Tuesday, April 20, 2004

Bachmann's Pseudo-Christian Views on Marriage

That’s right, you guessed it. The major religion with the highest divorce rate is Christianity. Twenty-five per cent of American adults have had at least one divorce during their lifetime—but divorce rates among conservative Christians are much higher than for other faith groups, according to a survey conducted by the Barna Research Group. Barna commented: "While it may be alarming to discover that born again Christians are more likely than others to experience a divorce, that pattern has been in place for quite some time.” (Here’s another stunner for you: atheists and agnostics have a lower divorce rate than any faith group! What lesson are the kids supposed to draw from that?)

And now Senator Bachmann and her fundamentalist Christian supporters have appointed themselves defenders of the institution of marriage. With their track record on divorce? How’s that for nerve? Note the irony: the pseudo-religious political lobby with the highest divorce rate is trying to prevent other people from marrying--and claims to be “defending marriage!” The clowns, trying to run the circus again!

Of course, it’s not surprising that a lot of divorced people are members of fundamentalist churches. The Christian ethic requires congregations to admit repentant divorcees, and to forgive those penitent sinners who have suffered the agony of divorce, and admit them to Christian fellowship. But most of these people are not truly repentant—by refusing to reconcile with their original spouses, these people persist in remaining divorced. They continue to refuse to honor the covenant they made before God. They remain in their sin, just as much as any practicing homosexual! Even worse are the self-styled Christians who divorce and then remarry. This, according to Jesus Himself, is adultery!

These people, heterosexual though they may be--are sinners, unrepentant sinners! Wallowing in their sin! Some heterosexual Christians are actually seeking divorce right now, and you supporters of Bachmann’s so-called Defense of Marriage Act are standing by, doing nothing about it—oh no, let’s not defend marriage in our own community, we’re all too busy chasing homosexuals! And what about you, the self-styled devout conservative Christian—Do you tolerate divorced people in your own religious community? Do you socialize with divorced family members? Do you allow your children to play with their children? You do? You condone that? With your warm, fuzzy, tolerant, welcoming attitudes toward the divorced heterosexuals in your churches and your families, you expect the rest of us to accept you as defenders of “family values?” Why is there one set of permissive rules for you and your friends, and another set of prohibitive rules that you seek to apply to the rest of us?

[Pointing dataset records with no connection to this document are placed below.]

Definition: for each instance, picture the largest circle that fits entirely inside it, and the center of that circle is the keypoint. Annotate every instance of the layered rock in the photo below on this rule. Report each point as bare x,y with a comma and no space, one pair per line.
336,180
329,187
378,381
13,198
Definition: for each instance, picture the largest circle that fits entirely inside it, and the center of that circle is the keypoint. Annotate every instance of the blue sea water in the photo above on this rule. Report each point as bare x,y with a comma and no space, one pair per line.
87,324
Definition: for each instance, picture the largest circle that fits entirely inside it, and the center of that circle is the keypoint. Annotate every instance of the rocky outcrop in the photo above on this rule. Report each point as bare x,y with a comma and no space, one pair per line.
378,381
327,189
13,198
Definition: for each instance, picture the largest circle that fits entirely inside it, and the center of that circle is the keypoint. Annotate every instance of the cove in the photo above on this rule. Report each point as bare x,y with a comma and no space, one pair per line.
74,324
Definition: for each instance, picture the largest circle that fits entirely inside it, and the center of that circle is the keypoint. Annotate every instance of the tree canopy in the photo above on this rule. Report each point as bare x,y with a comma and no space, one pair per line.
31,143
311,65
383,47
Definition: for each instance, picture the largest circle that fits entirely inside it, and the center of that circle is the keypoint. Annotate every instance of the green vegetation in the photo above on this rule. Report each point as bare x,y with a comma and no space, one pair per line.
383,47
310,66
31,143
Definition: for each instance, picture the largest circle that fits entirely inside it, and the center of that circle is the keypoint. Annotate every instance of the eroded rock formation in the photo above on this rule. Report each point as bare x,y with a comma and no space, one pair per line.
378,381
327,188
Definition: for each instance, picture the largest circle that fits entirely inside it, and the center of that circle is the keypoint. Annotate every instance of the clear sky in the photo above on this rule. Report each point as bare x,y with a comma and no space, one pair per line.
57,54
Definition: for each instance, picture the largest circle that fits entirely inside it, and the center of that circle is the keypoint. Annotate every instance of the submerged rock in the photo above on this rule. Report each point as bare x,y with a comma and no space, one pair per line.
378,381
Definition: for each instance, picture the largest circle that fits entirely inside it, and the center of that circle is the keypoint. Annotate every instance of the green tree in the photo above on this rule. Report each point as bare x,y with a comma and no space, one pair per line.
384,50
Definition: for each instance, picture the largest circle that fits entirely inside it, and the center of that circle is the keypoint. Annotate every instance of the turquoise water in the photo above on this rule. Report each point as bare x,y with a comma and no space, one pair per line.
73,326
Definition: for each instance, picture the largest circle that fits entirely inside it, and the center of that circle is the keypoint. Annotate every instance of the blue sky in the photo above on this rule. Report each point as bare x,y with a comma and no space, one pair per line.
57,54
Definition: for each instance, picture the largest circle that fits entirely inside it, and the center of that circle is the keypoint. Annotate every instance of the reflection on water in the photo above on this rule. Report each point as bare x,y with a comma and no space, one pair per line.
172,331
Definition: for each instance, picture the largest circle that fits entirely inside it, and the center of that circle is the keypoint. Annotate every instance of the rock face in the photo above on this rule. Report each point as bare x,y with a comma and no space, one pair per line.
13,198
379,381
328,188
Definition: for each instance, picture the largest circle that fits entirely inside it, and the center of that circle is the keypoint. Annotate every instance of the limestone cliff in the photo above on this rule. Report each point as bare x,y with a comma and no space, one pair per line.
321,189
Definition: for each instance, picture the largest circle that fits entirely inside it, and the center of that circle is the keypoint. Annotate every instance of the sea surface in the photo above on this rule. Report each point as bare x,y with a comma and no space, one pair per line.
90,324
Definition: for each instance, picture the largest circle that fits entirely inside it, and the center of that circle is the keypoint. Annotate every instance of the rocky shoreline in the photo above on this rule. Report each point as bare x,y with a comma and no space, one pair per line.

You know, friends--Jesus had very strong views on divorce. He was against it. He spoke against it at length, and denounced it passionately. (It must seem odd to some of the supporters of the Defense of Marriage act that He chose to include a rant against divorce rather than homosexuality in the Gospel.) Jesus said it, two thousand years ago: people who divorce and choose to remain divorced are sinning! Even if they remarry, to another. Especially if they remarry, to another. (Matt. 19:1-11.)

Divorce is not genetic, like race, or congenital, like idiocy; it’s behavior, it’s a choice, and therefore it can be called sinful. Yet many “traditional” Christians who rail against homosexual marriage are soft on heterosexual Christian divorce! You don’t believe me? What do you think would happen if Bachmann sponsored a real “Defense of Marriage” amendment; one that really defended the sanctity of marriage—by prohibiting divorce, and nullifying divorce decrees that have already been granted? There’d be panic in the pews! Tens of thousands of Minnesotans would head for the Canadian border rather than go back to their first spouses! They’d rather face hell than live with their first spouses again!

It seems to me that if fundamentalists Christians want to be taken seriously as defenders of the sanctity of marriage, they’d start by cleaning up the chronic divorce problem in their own community (instead of pursuing an amendment that makes marriage impossible for homosexuals). Fundamentalists should start their “Defense of Marriage” scheme by proposing an amendment that would make divorce impossible for heterosexuals. Then I’ll believe that their politicking is really about “Defense of Marriage,” and not just the latest example of pseudo-religious anti-homosexual bigotry.

Fundamentalist Christians can’t have it both ways; either the rules in the Bible can be modified, or they can’t. If the Christians of today have the right to divorce (despite thousands of years of “no divorce” tradition and the words of Jesus Himself) then surely gays have a right to marry (despite thousands of years of anti-gay bigotry).

And by the way—What makes you fundamentalists think that you’re the only kind of Christians who can decide which Biblical prohibitions count and which don’t, anymore? Who died and left you boss over the rest of the Christians, and the rest of us? It certainly wasn’t Jesus, if your pseudo-Christian hypocrisy and moral relativism are anything to go by. And what was that other thing Jesus said, about the mote in some other guy’s eye, and the plank in your own eye?

William Prendergast is the author of the crime thriller “Forbidden Hollywood” and uses the “Good Samaritan” standard to determine who is righteous in the eyes of the Lord.